In Baker, et al. v. Parkmobile, LLC, 21-CV-2182, ECF No. 243 at 23 (N.D. Ga. Apr. 8, 2024), for example, a plaintiff’s expert conceded in detail at his deposition that, to resolve plaintiff’s claims, the court would need to undertake highly individualized inquiries as to whether the plaintiff was subject to a credential stuffing attack and whether such attack caused any injury. The parties reached a settlement while the motion for class certification was fully briefed and a decision was pending.

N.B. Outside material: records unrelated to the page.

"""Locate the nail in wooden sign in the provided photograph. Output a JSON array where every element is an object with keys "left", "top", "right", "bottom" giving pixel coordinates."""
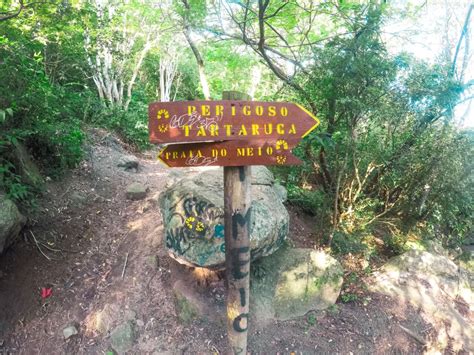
[
  {"left": 148, "top": 101, "right": 319, "bottom": 144},
  {"left": 157, "top": 139, "right": 302, "bottom": 168}
]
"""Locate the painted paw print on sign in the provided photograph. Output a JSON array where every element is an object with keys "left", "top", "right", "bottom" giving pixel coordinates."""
[
  {"left": 276, "top": 155, "right": 286, "bottom": 165},
  {"left": 157, "top": 108, "right": 170, "bottom": 120},
  {"left": 276, "top": 139, "right": 289, "bottom": 150},
  {"left": 158, "top": 125, "right": 168, "bottom": 133}
]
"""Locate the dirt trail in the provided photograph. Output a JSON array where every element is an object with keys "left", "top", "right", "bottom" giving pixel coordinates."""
[{"left": 0, "top": 130, "right": 440, "bottom": 354}]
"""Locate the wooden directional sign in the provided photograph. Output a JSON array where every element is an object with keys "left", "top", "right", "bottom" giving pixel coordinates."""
[
  {"left": 149, "top": 93, "right": 321, "bottom": 354},
  {"left": 157, "top": 139, "right": 302, "bottom": 167},
  {"left": 148, "top": 100, "right": 319, "bottom": 145}
]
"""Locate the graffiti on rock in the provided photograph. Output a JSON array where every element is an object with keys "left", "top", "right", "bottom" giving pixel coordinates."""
[{"left": 166, "top": 195, "right": 225, "bottom": 257}]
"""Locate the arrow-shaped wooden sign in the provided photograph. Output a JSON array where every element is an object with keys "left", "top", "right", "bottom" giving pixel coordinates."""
[
  {"left": 148, "top": 101, "right": 319, "bottom": 145},
  {"left": 157, "top": 138, "right": 302, "bottom": 167}
]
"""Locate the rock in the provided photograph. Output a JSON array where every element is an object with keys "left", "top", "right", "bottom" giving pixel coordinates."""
[
  {"left": 251, "top": 247, "right": 343, "bottom": 322},
  {"left": 0, "top": 194, "right": 26, "bottom": 253},
  {"left": 123, "top": 309, "right": 137, "bottom": 321},
  {"left": 370, "top": 249, "right": 474, "bottom": 353},
  {"left": 251, "top": 166, "right": 275, "bottom": 185},
  {"left": 126, "top": 183, "right": 147, "bottom": 201},
  {"left": 70, "top": 191, "right": 88, "bottom": 206},
  {"left": 172, "top": 280, "right": 221, "bottom": 323},
  {"left": 89, "top": 303, "right": 120, "bottom": 334},
  {"left": 173, "top": 280, "right": 201, "bottom": 323},
  {"left": 273, "top": 183, "right": 288, "bottom": 203},
  {"left": 159, "top": 166, "right": 289, "bottom": 268},
  {"left": 63, "top": 325, "right": 78, "bottom": 339},
  {"left": 9, "top": 142, "right": 44, "bottom": 189},
  {"left": 110, "top": 321, "right": 136, "bottom": 354},
  {"left": 117, "top": 155, "right": 139, "bottom": 172}
]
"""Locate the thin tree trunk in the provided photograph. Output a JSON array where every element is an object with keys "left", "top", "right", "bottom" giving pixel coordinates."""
[
  {"left": 124, "top": 36, "right": 152, "bottom": 110},
  {"left": 183, "top": 27, "right": 211, "bottom": 100}
]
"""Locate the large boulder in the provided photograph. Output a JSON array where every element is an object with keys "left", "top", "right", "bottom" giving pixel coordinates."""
[
  {"left": 0, "top": 194, "right": 26, "bottom": 253},
  {"left": 251, "top": 247, "right": 343, "bottom": 322},
  {"left": 159, "top": 166, "right": 288, "bottom": 268},
  {"left": 369, "top": 247, "right": 474, "bottom": 353}
]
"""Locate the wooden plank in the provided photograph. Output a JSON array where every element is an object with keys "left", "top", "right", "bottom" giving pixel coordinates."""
[
  {"left": 223, "top": 91, "right": 251, "bottom": 355},
  {"left": 157, "top": 139, "right": 302, "bottom": 167},
  {"left": 148, "top": 100, "right": 320, "bottom": 144}
]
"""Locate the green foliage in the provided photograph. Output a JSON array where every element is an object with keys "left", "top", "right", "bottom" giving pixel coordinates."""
[
  {"left": 340, "top": 293, "right": 359, "bottom": 303},
  {"left": 0, "top": 0, "right": 471, "bottom": 257},
  {"left": 89, "top": 102, "right": 151, "bottom": 150},
  {"left": 331, "top": 231, "right": 368, "bottom": 255},
  {"left": 0, "top": 160, "right": 30, "bottom": 202},
  {"left": 306, "top": 312, "right": 317, "bottom": 326},
  {"left": 271, "top": 5, "right": 473, "bottom": 255}
]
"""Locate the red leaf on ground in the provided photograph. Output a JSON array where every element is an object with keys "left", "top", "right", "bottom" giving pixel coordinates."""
[{"left": 41, "top": 287, "right": 52, "bottom": 299}]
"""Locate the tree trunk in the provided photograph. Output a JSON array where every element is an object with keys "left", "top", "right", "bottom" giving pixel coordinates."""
[
  {"left": 124, "top": 36, "right": 152, "bottom": 110},
  {"left": 184, "top": 27, "right": 211, "bottom": 100}
]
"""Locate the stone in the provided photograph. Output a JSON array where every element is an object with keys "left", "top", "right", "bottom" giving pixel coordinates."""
[
  {"left": 273, "top": 183, "right": 288, "bottom": 203},
  {"left": 126, "top": 183, "right": 147, "bottom": 201},
  {"left": 63, "top": 325, "right": 78, "bottom": 339},
  {"left": 251, "top": 247, "right": 343, "bottom": 322},
  {"left": 123, "top": 309, "right": 137, "bottom": 321},
  {"left": 251, "top": 165, "right": 275, "bottom": 185},
  {"left": 89, "top": 303, "right": 120, "bottom": 334},
  {"left": 8, "top": 142, "right": 44, "bottom": 189},
  {"left": 117, "top": 154, "right": 139, "bottom": 172},
  {"left": 159, "top": 166, "right": 289, "bottom": 268},
  {"left": 370, "top": 249, "right": 474, "bottom": 353},
  {"left": 70, "top": 191, "right": 88, "bottom": 206},
  {"left": 0, "top": 194, "right": 26, "bottom": 253},
  {"left": 110, "top": 321, "right": 136, "bottom": 354},
  {"left": 173, "top": 281, "right": 201, "bottom": 323}
]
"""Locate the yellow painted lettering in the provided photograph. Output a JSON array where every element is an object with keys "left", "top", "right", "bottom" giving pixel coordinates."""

The certification rate, however, improved somewhat for plaintiffs in 2024. Courts issued five rulings on motions for class certification, and plaintiffs prevailed on two, a success rate of 40%. By comparison, in 2023, courts issued seven rulings on motions for class certification, and plaintiff prevailed in one, for a success rate of 14%.
Despite the increase in success rate, the recipe for successfully certifying a data breach class remains a work in progress, as unsuccessful plaintiffs encountered both new and old issues in 2024. For instance, in In Re Blackbaud, Inc. Customer Data Breach Litigation, 2024 WL 2155221 (D.S.C. May 14, 2024), the court denied class certification because plaintiffs failed to identify any administratively feasible way for the court to ascertain the identities of about 1.5 billion putative class members whose data was stored in 90,000 backup files.
In Vest Monroe, LLC, et al. v. Doe, No. S-23-G-1224, 2024 Ga. LEXIS 187 (Ga. Sept. 4, 2024), the Georgia Supreme Court upheld the denial of class certification because variation in the materials allegedly disclosed prevented plaintiff from showing commonality or typicality. The plaintiff’s claim arose from the conduct of an ex-employee who disclosed digital copies of documents and recordings. In finding a lack of commonality, the trial court noted the differences in the type of documents allegedly disclosed with respect to members of the proposed class, as some contained diagnosis and treatment information, while others did not. Id. at *4. Relatedly, some members of the proposed class had clinical information revealed, while plaintiff did not. The Georgia Supreme Court determined that the trial court did not err in its determination.
Although plaintiffs continue to search for a road map to reliably certify data breach class actions, defendants are continuing to fund settlements, allowing plaintiffs to monetize their claims without clearing the certification hurdle. Such circumstances are apt to continue to draw plaintiffs’ class action lawyers to the data breach space and to continue to generate filings.